Skoro już wiemy, jak potoczyły się losy danej drużyny to skupmy się na finalistach, bo i w barwach aż roi się potencjalnych gwiazd futbolu. Zacznijmy od wygranych.
Od dawna wiadomo, że Anglicy jeśli chodzi o szkolenie nie są wzorem do naśladowania, choć jak pokazują ostatnie młodzieżowe turnieje trend ten powoli się zmienia. W kadrze znalazło się miejsce dla zawodników, którzy na co dzień zbierają szlify w Arsenalu, Southampton, czy Manchesterze United. Jednak największym potencjałem dysponuje dwójka z Chelsea, lider kadry, podpatrujący na co dzień Rossa Barkley’a który kilka lat temu święcił sukcesy na tym turnieju, a teraz jedzie na mistrzostwa do Brazylii i napastnik z młodzieżowych drużyn juniorskich spadkowicza z Craven Cottage.

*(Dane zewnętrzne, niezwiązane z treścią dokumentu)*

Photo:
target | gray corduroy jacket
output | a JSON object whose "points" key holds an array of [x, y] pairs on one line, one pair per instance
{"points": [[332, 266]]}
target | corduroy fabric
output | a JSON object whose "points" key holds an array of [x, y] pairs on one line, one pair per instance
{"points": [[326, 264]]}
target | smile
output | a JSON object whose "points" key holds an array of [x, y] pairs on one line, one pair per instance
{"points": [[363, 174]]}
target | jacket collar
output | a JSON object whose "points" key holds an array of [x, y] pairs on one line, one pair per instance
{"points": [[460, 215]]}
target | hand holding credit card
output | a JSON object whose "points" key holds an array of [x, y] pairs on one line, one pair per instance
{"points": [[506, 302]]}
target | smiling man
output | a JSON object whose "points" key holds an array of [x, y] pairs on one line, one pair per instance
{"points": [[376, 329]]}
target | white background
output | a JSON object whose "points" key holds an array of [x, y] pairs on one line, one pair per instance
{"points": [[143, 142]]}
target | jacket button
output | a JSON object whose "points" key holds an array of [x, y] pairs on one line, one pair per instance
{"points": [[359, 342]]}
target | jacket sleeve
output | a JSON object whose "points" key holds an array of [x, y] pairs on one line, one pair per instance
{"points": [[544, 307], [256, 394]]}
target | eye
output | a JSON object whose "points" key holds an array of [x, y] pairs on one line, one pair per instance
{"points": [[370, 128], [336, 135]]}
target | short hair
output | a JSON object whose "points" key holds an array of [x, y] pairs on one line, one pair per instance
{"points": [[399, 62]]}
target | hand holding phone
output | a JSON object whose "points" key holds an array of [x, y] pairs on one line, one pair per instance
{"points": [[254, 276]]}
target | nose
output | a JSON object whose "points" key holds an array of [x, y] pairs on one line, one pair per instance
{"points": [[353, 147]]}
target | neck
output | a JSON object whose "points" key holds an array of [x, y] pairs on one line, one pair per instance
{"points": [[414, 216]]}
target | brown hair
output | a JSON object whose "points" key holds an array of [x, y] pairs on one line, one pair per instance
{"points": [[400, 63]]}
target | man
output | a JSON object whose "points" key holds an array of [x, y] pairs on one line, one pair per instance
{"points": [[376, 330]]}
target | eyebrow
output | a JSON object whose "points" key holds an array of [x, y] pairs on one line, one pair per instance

Ryan Ledson, to kapitan reprezentacji, dobrze zbudowany fizycznie pomocnik, ze świetną techniką i przeglądem gry po którego wypowiedziach widać, że ma dobrze poukładane w głowie i z którym „The Toffies” wiążą ogromne nadzieje. Jego współlokatorem jest Patrick Roberts, napastnik Fulham, o którym kapitan kadry mówi, że jest bodaj największym talentem wśród wszystkich z drużyn. Pozostała dwójka to młode talenty prosto ze Stamford Bridge – Dominic Solanke i Isaiah Brown. Pierwszy z nich zaimponował przede wszystkim opanowaniem i wykończeniem w finale, gdy po dośrodkowaniu z rzutu rożnej strzelił bramkę otwierającą wynik, a cały turniej skończył z 4 bramkami na koncie potrafiąc zaistnieć w najważniejszych momentach, objawić mimo pozornej nieobecności na boisku swój potencjał w kluczowym momencie. Brown zaś to gracz obdarzony świetnymi warunkami fizycznymi, a którego główną zaletą jest uniwersalność i umiejętność mimo młodego wieku gry na kilku pozycjach bez utraty swych walorów.
CZYTAJ TAKŻE: Komentator C+: Powraca włoski cyrk!
Jeśli chodzi o Holendrów to o ich szkoleniu napisano i powiedziano już chyba wszystko. Drużyna do lat 17 to mieszanka graczy Ajaxu, PSV, Feyenoordu z domieszką graczy z Vitesse, czy Groningen, w której warto zwrócić uwagę na trzech zawodników. Pierwszy z nich Yanick Van Osch, bramkarz z Eindhoven, który dysponuje świetnymi warunkami fizycznymi i wyśmienitym refleksem. Drugi to Jari Schuurman, pomocnik obdarzony tak zwaną szybką nogą, potrafiący znaleźć rozwiązanie w najtrudniejszych sytuacjach, jak na swój wiek pewnie i dobrze rozgrywający piłkę. Trzeci, lecz nie znaczy to, że obdarzony najmniejszym potencjałem jest napastnik PSV, Steven Bergwijn, który dysponuje świetną techniką i jest fantastyczny w grze jeden na jednego.
Ale wymienieni wyżej to nie jedyni, których rozwój warto obserwować. Jest Mata, kreatywny Portugalczyk, Fatih Aktay, skuteczny Turek, czy Szkot Ryan Hardie. O kilku zawodnikach, którzy reprezentowali swe kraje na rozgrywanych na Malcie mistrzostwach za kilka lat na pewno usłyszymy. Pytanie brzmi: O których?